Battleaxe - Heavy Metal Sanctuary

Posted on Tuesday, September 16, 2014

It’s been ages since I’ve heard Battleaxe. They were a band that had cult status here in the US, but they never got beyond that point before they broke up. Most Metal fans here never heard of them. I had some knowledge of them because I loved obscure Metal releases even back in the early ’80s. I’d spend my hard earned allowance on tapes whenever I could, amassing a fair sized collection of Metal albums in the process. Most of the bands in my collection at the time were oddball releases that were chosen mostly by how cool the cover art was or how Metal the band name sounded, owing largely to the fact that none of my friends at the time listened to anything heavier than Journey. It was a hit or miss way of finding new bands, but without it, I would have probably never heard of half of the groups that I regularly listened to back then. Like many of the bands from that era, Battleaxe has a sound that most modern fans wouldn’t even consider Metal. Listened to with a modern ear, stuff like Battleaxe, Witchfinder General, Saxon and many others would be classified as Hard Rock.

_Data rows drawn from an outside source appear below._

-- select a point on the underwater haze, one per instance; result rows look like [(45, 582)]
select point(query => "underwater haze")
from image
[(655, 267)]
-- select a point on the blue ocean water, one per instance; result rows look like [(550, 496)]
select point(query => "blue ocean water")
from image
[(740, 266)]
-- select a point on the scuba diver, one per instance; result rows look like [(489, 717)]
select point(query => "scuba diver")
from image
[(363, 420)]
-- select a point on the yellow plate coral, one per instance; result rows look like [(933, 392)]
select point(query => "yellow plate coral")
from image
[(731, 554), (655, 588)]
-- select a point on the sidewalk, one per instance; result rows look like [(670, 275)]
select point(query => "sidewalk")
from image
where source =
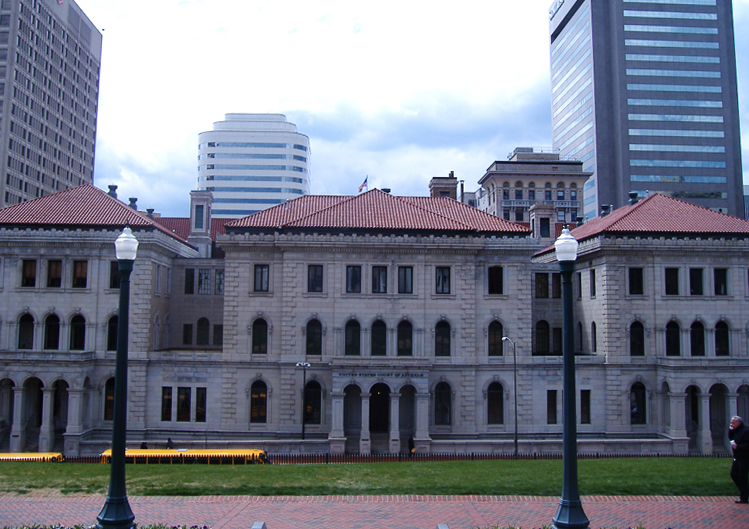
[(377, 512)]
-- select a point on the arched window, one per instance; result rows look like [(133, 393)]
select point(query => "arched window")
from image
[(697, 339), (721, 339), (52, 332), (637, 402), (26, 332), (379, 338), (259, 336), (112, 333), (352, 335), (405, 339), (204, 328), (442, 339), (259, 402), (109, 399), (542, 337), (673, 339), (314, 338), (636, 339), (312, 403), (78, 333), (495, 403), (495, 338), (442, 399)]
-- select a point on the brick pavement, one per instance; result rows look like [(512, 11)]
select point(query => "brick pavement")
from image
[(376, 512)]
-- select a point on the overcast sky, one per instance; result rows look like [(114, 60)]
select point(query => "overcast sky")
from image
[(399, 91)]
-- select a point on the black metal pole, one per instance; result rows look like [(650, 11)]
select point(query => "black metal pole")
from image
[(116, 513), (304, 398), (570, 512)]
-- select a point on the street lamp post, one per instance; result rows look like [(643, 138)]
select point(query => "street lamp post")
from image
[(116, 513), (515, 387), (570, 512), (304, 366)]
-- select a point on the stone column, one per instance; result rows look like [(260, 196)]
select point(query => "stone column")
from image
[(422, 441), (704, 437), (365, 443), (47, 431), (17, 432), (395, 436), (337, 438)]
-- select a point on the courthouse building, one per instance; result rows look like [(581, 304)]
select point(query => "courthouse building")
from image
[(398, 305)]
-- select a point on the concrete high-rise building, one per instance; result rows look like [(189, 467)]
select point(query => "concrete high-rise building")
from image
[(49, 89), (252, 162), (644, 93)]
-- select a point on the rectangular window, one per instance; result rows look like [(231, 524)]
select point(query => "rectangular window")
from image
[(379, 279), (200, 402), (542, 285), (183, 404), (54, 273), (166, 404), (29, 273), (672, 281), (199, 217), (80, 274), (545, 227), (720, 280), (636, 282), (695, 282), (556, 285), (551, 406), (204, 281), (405, 280), (556, 340), (219, 281), (262, 274), (189, 280), (353, 279), (114, 274), (443, 279), (496, 280), (584, 406), (314, 278), (187, 334), (218, 334)]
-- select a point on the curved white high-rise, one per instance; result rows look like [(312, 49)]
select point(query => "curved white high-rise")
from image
[(251, 162)]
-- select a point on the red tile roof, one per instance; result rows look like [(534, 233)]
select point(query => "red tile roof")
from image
[(377, 210), (181, 226), (659, 214), (84, 206)]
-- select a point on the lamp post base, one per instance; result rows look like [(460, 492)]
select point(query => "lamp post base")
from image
[(570, 515), (116, 514)]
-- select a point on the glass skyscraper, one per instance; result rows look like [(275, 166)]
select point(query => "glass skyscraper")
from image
[(251, 162), (644, 93)]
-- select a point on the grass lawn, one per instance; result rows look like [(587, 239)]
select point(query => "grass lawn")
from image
[(647, 476)]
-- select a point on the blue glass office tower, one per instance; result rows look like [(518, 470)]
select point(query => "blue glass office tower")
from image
[(644, 93)]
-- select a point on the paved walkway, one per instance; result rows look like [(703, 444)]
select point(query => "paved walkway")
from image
[(378, 512)]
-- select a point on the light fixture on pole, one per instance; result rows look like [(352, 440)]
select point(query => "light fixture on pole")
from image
[(570, 513), (515, 386), (304, 366), (116, 513)]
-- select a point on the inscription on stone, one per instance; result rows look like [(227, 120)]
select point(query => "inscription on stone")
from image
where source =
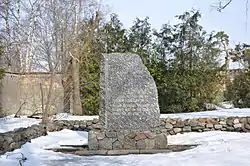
[(128, 94)]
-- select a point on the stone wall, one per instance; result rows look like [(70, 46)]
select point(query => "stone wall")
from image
[(19, 88), (13, 140), (169, 126)]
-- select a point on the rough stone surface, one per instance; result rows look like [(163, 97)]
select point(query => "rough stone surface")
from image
[(128, 94), (92, 141), (106, 144), (161, 141), (15, 139)]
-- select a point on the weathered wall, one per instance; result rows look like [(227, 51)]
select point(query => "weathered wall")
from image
[(15, 139), (25, 88)]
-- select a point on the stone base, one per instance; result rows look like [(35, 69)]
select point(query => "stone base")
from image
[(126, 140)]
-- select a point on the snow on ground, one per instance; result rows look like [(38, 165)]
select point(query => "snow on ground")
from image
[(10, 123), (211, 114), (216, 149)]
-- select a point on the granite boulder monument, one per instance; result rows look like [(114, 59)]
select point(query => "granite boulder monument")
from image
[(129, 112)]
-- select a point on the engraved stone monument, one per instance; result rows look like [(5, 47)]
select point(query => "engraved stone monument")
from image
[(129, 112), (129, 98)]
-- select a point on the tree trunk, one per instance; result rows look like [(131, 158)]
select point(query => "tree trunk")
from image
[(77, 104)]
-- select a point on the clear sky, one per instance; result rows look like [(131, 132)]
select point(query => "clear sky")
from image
[(232, 20)]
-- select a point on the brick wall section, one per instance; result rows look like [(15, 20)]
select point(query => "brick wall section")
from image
[(18, 88), (15, 139)]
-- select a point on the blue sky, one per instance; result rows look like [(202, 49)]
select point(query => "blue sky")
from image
[(232, 20)]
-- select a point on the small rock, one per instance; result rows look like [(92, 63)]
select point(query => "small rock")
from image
[(92, 141), (179, 124), (237, 125), (95, 121), (243, 120), (129, 143), (141, 144), (223, 122), (197, 128), (97, 126), (149, 134), (202, 120), (218, 127), (193, 123), (140, 136), (187, 129), (161, 141), (206, 129), (236, 121), (230, 122), (89, 122), (131, 135), (150, 143), (209, 125), (177, 130), (100, 135), (230, 128), (76, 127), (106, 144), (164, 130), (83, 126), (247, 126), (169, 126), (171, 132), (117, 145)]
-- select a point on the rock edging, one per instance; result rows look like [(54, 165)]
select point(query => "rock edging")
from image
[(12, 140)]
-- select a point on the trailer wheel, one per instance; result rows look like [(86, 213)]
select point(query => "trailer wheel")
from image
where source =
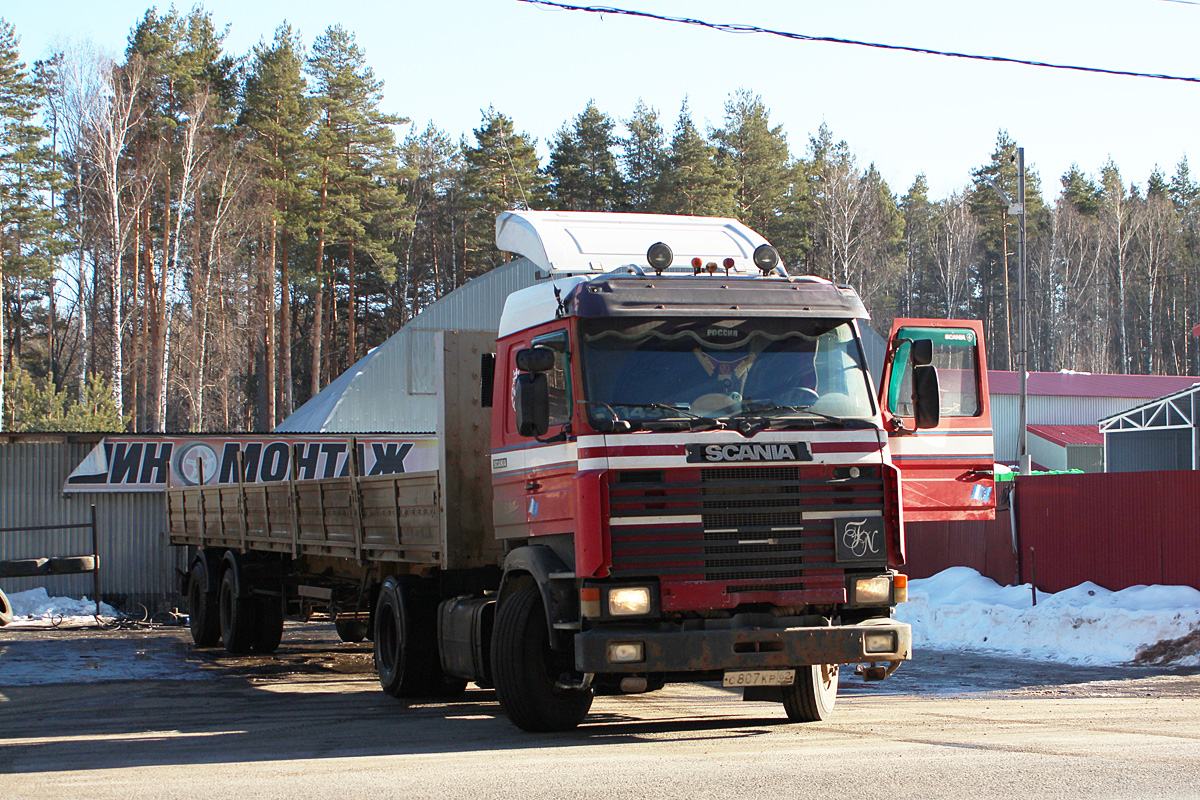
[(526, 671), (811, 698), (269, 631), (405, 648), (203, 614), (239, 623)]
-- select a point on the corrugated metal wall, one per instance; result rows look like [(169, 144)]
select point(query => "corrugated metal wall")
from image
[(137, 564), (1047, 410), (1116, 529), (983, 546)]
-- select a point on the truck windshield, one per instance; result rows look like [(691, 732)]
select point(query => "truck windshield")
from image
[(781, 372)]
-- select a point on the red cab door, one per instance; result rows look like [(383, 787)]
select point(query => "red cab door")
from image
[(946, 470)]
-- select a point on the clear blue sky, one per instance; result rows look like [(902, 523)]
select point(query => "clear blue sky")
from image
[(444, 60)]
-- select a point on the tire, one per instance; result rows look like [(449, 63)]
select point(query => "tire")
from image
[(72, 564), (239, 623), (526, 669), (351, 630), (811, 698), (406, 653), (203, 612), (269, 631)]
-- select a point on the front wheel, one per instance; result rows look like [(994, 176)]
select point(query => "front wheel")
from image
[(811, 697), (405, 639), (527, 672)]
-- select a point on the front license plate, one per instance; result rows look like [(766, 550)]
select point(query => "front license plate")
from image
[(760, 678)]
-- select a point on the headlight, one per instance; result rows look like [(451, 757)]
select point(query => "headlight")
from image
[(873, 591), (625, 653), (881, 642), (629, 601)]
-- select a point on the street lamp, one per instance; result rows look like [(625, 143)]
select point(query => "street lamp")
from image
[(1018, 210)]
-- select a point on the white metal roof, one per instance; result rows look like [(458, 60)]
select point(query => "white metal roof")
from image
[(565, 242)]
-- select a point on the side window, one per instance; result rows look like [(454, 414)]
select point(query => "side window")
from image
[(958, 371), (558, 379)]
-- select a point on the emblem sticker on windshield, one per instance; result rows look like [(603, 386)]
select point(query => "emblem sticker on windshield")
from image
[(744, 452)]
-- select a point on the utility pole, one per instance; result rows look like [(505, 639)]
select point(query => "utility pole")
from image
[(1023, 330), (1023, 326)]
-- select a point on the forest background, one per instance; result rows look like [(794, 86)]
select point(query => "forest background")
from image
[(197, 240)]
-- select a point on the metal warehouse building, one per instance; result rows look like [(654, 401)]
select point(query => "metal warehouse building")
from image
[(1067, 398), (1157, 435)]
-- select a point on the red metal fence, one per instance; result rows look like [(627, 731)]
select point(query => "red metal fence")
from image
[(1116, 529)]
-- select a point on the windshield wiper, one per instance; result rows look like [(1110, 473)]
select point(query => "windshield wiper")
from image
[(695, 421), (768, 414)]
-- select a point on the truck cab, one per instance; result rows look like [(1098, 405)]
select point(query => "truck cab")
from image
[(695, 476)]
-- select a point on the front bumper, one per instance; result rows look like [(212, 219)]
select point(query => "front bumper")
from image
[(745, 642)]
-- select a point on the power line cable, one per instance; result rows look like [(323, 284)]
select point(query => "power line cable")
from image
[(730, 28)]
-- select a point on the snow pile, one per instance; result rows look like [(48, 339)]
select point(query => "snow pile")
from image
[(36, 605), (1085, 625)]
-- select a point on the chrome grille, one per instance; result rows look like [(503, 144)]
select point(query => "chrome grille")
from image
[(751, 528)]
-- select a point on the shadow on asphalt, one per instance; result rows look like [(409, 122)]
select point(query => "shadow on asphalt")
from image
[(318, 698)]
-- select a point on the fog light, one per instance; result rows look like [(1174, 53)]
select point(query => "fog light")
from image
[(873, 591), (881, 642), (629, 601), (623, 653)]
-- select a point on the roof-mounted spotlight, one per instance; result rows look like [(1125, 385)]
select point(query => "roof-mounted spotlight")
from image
[(766, 258), (659, 257)]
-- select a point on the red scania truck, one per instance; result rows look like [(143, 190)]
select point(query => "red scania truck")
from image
[(669, 463)]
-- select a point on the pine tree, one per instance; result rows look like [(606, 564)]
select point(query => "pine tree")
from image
[(755, 154), (279, 113), (695, 182), (358, 203), (29, 230), (583, 174), (501, 173), (645, 157)]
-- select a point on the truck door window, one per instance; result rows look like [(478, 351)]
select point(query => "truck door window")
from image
[(958, 371), (559, 378)]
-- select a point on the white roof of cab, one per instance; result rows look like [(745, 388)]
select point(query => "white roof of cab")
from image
[(564, 242)]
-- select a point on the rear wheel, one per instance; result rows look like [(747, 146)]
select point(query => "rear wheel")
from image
[(811, 698), (203, 614), (239, 623), (527, 672)]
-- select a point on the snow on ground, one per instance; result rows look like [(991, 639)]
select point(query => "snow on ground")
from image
[(36, 607), (959, 608)]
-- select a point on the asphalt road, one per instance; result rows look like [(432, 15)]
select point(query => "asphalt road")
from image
[(311, 722)]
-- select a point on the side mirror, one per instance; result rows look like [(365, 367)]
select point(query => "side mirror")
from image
[(922, 353), (537, 359), (532, 401), (927, 401)]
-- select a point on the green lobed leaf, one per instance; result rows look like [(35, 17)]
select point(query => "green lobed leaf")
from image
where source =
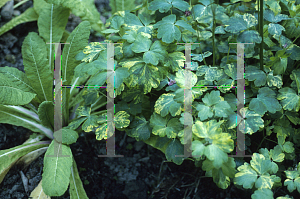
[(174, 148), (275, 29), (296, 76), (182, 76), (293, 180), (269, 16), (165, 5), (218, 143), (57, 169), (253, 121), (238, 22), (145, 75), (265, 101), (167, 29), (155, 54), (165, 104), (274, 80), (138, 24), (213, 106), (289, 99), (252, 73), (121, 119), (141, 129)]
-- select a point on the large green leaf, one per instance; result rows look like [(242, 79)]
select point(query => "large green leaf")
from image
[(265, 101), (57, 169), (46, 114), (36, 66), (17, 77), (77, 40), (14, 92), (289, 99), (20, 116), (76, 188), (27, 16), (66, 136), (9, 156), (86, 10), (51, 24)]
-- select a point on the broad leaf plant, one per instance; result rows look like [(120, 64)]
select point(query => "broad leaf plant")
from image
[(149, 89)]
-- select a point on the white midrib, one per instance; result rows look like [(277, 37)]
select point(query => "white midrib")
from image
[(56, 162), (45, 130), (74, 183), (68, 55), (50, 58), (38, 74), (15, 150)]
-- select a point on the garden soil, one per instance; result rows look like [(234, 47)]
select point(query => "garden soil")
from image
[(143, 172)]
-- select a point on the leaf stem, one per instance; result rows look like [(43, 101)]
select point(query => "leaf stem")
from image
[(200, 46), (20, 3)]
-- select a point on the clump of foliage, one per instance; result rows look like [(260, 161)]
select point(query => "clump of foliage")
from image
[(150, 89)]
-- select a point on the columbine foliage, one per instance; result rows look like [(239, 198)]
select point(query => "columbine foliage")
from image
[(150, 82)]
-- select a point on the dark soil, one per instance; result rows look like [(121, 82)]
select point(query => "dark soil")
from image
[(142, 173)]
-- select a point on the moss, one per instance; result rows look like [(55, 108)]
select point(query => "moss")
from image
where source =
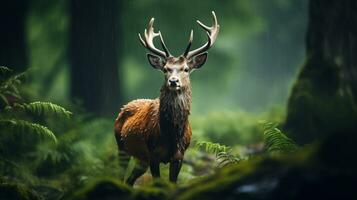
[(320, 103), (112, 189), (16, 192), (324, 170), (104, 189)]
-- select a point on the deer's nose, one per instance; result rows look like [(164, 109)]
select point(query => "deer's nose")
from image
[(173, 81)]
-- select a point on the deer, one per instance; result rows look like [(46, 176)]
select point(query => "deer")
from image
[(157, 130)]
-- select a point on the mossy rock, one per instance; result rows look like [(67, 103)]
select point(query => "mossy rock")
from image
[(12, 191), (325, 170), (320, 103)]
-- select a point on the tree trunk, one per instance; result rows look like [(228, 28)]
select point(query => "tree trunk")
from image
[(94, 54), (324, 97), (12, 34)]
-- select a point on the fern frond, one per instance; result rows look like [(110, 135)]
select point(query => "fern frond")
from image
[(9, 83), (224, 155), (275, 140), (42, 108), (227, 158), (22, 126)]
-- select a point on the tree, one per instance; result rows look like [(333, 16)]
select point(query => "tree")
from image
[(94, 54), (12, 34), (324, 97)]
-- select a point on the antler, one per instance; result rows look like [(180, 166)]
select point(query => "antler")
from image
[(212, 33), (148, 43)]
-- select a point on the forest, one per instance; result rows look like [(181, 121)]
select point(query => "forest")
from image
[(274, 104)]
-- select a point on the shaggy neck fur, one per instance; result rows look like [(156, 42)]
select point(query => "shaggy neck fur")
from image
[(174, 110)]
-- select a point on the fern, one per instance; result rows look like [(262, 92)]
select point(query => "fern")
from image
[(224, 155), (41, 108), (15, 125), (211, 147), (275, 140)]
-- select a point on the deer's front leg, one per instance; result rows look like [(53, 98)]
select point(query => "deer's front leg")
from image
[(175, 167)]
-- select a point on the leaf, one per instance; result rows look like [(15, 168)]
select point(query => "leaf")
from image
[(275, 140), (43, 108), (25, 127)]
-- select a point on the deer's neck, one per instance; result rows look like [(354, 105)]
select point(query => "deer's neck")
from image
[(174, 111)]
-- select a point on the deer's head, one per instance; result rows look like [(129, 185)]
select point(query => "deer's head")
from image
[(177, 69)]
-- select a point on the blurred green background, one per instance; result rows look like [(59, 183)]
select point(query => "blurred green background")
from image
[(251, 67), (278, 66)]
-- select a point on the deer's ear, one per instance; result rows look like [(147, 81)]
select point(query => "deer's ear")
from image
[(155, 61), (197, 61)]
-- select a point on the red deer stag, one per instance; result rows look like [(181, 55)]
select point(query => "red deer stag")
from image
[(158, 131)]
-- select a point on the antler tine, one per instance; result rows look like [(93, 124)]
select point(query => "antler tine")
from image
[(148, 43), (189, 44), (212, 33), (163, 45)]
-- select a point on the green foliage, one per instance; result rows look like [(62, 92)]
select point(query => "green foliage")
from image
[(224, 155), (22, 126), (9, 83), (211, 147), (22, 129), (275, 140), (39, 108)]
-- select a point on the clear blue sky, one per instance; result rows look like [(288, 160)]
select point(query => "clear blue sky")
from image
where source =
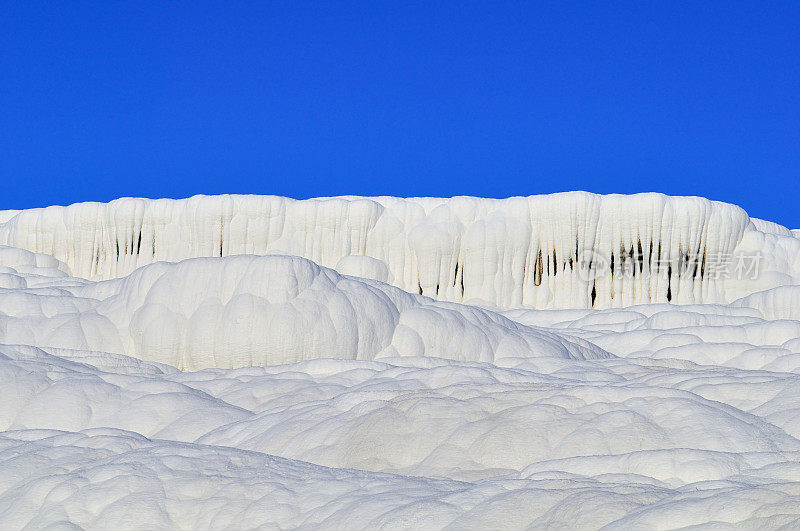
[(169, 99)]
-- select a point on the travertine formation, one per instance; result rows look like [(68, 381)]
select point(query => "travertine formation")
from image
[(573, 361)]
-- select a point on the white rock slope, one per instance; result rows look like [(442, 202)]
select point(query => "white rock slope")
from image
[(242, 361)]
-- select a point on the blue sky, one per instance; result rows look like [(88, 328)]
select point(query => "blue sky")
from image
[(170, 99)]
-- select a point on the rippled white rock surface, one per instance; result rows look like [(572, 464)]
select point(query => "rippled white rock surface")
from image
[(242, 361)]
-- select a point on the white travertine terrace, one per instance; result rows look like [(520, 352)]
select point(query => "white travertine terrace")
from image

The guitar-work is hard driving, but still possessing melody and plenty of catchy hooks and rhythms that get your head banging right away. Dave King, the sole remaining original member, hasn’t changed much when it comes to the band’s sound. In this case, he would have been a fool to mess with the formula, because the main draw is this band’s NWOBHM bloodline. He’s modernized the lyrics a bit, but for the most part, this could have easily been a remastered recording from 1985. For me, this LP was a nostalgia thing. I still love listening to old-school Heavy Fucking Metal once in a while because it reminds me why I started listening to this kind of music in the first place. Heavy Metal Sanctuary still has that Hard Rock/Heavy Metal style infused with some Punk energy that I remember from the days of Di’Anno-era Iron Maiden, old Saxon and many others from that period. It’s a bit on the campy side, but this is a very fun listen. Fans of NWOBHM, ’70s Hard Rock or early Metal (Dio’s Holy Diver, early Metal Church or Judas Priest) will get the most enjoyment out of it. If you’re looking for brutality and soul-tearing evil music, you’re probably going to be disappointed.